• The seemingly immutable law of data gravity, which has kept most large-scale data stores tucked safely away behind the corporate firewalls, is no more.
• Cloud platform providers of all shapes and sizes are actively redefining such laws, showing that even the largest data warehouse can live happily in the clouds.
While attending the aptly named Domopalooza conference in Salt Lake City earlier this month, what struck me the most wasn’t the number of concerts, ski parties, parties and after party parties put on by the host, cloud-borne BI vendor Domo. Oh, that sort of thing is quite normal for the unconventional vendor from American Fork, Utah. I was instead dumbstruck to learn of the vendor’s seemingly crazy, all you can eat cloud business model. That’s right. Domo doesn’t care how much data you dump into its proprietary data warehouse or how many calculations, transformations, joins, etc. you perform upon said data. There’s just one price to pay, and that’s a simple, per user fee.
Given the prevalence of the utility pricing model for cloud services, which promotes the idea that you should only pay for what you use, how can Domo make money at scale when it’s the one footing the bill for more than 100 trillion rows of data? (In case you’re wondering, yes, that’s the current size of Domo’s Amazon-based data warehouse.) Well, that is an as yet unanswered question for Domo as it pushes further into the enterprise marketplace where petabyte-scale data lakes are quite common. That’s pure economics. When considered architecturally, as an Amazon Web Services (AWS) customer, Domo is living proof that the seemingly immutable law of data gravity, which has kept most large-scale data stores tucked safely away behind the corporate firewall, is no more.
Cloud platform providers of all shapes and sizes are actively redefining such laws, showing that even the largest data warehouse can live happily in the clouds. There are many, well-documented reasons for moving data to the cloud: increased security, guaranteed availability, capital expenditure reduction, etc. The only problem is getting it there. After all, data transmission is itself a form of friction, which is itself a form of cost. For vendors like Domo, which live off of real-time data feeds from the likes of Twitter, Salesforce.com, Box, Marketo, Twilio, et al., this is not a problem. But for data-heavy, on-premises data centers, moving a multi-petabyte data warehouse to the cloud in one sitting can be both an expensive and dangerous proposition.
That’s why we’re starting to see some unique “lift and shift” solutions put forward by pure cloud platform providers like Amazon and Google as a means of enticing large enterprise customers to make the figurative leap from data center closet to public cloud. For customers with more than 12 terabytes of data to lift, Amazon offers a physical appliance (Amazon Snowball), which can be leased for a measly $250, plus shipping and handling of course. The data transfer itself is free. For a more measured, long-term migration path, Google is rolling out BigQuery Data Transfer Service, which works as a free (for now) managed ETL service. And there are many third-party vendors like Iron Mountain getting in on the act with full-service data center recovery and migration services.

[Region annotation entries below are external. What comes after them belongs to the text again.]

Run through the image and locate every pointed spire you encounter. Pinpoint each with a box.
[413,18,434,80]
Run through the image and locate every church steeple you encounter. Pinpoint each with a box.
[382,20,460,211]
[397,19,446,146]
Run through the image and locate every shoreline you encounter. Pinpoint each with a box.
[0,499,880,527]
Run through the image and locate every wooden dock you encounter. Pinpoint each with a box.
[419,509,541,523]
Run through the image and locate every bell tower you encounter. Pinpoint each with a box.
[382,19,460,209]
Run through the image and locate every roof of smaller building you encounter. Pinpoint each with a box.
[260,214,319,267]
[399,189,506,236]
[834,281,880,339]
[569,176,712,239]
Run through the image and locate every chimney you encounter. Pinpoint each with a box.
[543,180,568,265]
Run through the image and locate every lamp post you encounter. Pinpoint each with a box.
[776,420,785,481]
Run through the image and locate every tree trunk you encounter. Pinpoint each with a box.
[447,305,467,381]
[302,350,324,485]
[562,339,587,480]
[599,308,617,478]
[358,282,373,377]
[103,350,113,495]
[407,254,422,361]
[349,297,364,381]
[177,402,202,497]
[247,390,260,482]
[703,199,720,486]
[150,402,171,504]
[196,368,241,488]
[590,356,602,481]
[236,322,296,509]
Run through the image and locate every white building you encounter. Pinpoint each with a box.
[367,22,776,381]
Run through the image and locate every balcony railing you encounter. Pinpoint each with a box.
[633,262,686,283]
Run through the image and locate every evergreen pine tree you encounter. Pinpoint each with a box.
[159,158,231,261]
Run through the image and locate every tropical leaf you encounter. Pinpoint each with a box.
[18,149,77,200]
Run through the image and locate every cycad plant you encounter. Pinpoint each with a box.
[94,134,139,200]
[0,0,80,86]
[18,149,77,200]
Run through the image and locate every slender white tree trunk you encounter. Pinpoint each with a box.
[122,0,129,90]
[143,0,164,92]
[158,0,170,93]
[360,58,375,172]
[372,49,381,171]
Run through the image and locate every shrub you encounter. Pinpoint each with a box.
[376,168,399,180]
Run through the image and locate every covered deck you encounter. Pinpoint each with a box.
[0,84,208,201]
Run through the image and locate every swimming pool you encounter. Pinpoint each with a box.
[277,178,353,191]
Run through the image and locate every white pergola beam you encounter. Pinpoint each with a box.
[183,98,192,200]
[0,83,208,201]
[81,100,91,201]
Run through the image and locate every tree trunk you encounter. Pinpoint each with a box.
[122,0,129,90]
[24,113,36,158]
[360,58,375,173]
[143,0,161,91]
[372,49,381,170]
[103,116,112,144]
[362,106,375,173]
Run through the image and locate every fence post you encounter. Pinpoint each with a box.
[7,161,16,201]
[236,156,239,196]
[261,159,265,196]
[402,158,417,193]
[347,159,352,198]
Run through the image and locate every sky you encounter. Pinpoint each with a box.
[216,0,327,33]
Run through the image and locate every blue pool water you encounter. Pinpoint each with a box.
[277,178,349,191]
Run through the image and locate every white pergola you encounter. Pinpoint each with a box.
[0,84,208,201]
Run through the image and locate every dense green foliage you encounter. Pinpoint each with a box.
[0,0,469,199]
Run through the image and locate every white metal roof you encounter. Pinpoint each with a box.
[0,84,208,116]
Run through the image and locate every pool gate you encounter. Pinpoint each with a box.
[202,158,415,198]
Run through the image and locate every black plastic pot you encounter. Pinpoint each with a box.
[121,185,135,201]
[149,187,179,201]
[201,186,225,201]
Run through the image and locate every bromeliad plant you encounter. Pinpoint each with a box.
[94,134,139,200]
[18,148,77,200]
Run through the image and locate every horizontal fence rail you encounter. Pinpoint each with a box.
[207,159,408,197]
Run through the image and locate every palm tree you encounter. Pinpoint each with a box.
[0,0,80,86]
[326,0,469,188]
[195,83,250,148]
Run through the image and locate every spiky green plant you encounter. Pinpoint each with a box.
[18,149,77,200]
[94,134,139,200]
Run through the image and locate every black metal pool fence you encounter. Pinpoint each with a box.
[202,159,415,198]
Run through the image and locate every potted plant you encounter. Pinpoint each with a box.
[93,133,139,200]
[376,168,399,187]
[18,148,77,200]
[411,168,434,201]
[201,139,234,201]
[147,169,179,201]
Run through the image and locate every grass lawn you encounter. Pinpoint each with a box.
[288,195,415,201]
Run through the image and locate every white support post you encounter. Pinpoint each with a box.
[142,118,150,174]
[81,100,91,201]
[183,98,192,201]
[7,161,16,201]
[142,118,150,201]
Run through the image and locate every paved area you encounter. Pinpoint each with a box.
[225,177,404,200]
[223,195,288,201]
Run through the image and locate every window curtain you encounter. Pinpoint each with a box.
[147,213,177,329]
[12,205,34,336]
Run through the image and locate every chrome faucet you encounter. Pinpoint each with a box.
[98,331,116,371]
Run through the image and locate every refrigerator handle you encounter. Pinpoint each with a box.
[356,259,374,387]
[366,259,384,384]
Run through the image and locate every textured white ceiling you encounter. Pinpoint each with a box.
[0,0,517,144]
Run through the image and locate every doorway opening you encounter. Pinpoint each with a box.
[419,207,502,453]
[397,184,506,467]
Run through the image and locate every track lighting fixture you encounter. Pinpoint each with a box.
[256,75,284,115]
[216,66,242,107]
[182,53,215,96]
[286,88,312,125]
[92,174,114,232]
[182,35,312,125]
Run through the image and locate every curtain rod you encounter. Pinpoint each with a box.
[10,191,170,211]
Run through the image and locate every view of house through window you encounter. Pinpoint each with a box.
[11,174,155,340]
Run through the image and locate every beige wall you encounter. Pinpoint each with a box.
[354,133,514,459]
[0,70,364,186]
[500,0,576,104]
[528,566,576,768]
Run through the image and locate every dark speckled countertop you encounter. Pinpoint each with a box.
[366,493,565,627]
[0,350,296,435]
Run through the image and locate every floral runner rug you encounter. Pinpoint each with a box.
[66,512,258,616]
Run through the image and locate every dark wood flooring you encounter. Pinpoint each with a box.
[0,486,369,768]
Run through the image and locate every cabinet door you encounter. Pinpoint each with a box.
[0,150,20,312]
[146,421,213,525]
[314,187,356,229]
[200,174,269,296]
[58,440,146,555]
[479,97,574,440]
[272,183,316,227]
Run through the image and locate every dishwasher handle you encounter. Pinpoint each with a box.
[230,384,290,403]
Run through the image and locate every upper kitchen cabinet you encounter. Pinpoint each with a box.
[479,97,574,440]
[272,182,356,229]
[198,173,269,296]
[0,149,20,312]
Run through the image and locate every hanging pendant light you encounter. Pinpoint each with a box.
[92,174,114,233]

Of course, none of that takes into account the on-premises software feeding into and running on this lifted and shifted data. Re-architecting legacy code and closing down physical data centers takes time. While cloud-ready Evernote only needed 70 days to push three petabytes of data to Google Cloud Platform, it took Netflix seven years to fully make the leap to AWS, for example. Regardless of the time involved, it is clear that the gravity of data has shifted to the cloud. If you need further proof, consider Teradata. The 36-year-old company that pioneered data warehousing, recently announced Teradata IntelliCloud, which effectively hybridizes its premises offerings (both software and appliance) with public cloud platforms (AWS now and Microsoft Azure later), where it can compete directly with Amazon Redshift and Microsoft Azure SQL Data Warehouse. Clearly the battle for the best data warehouse will take place in the clouds.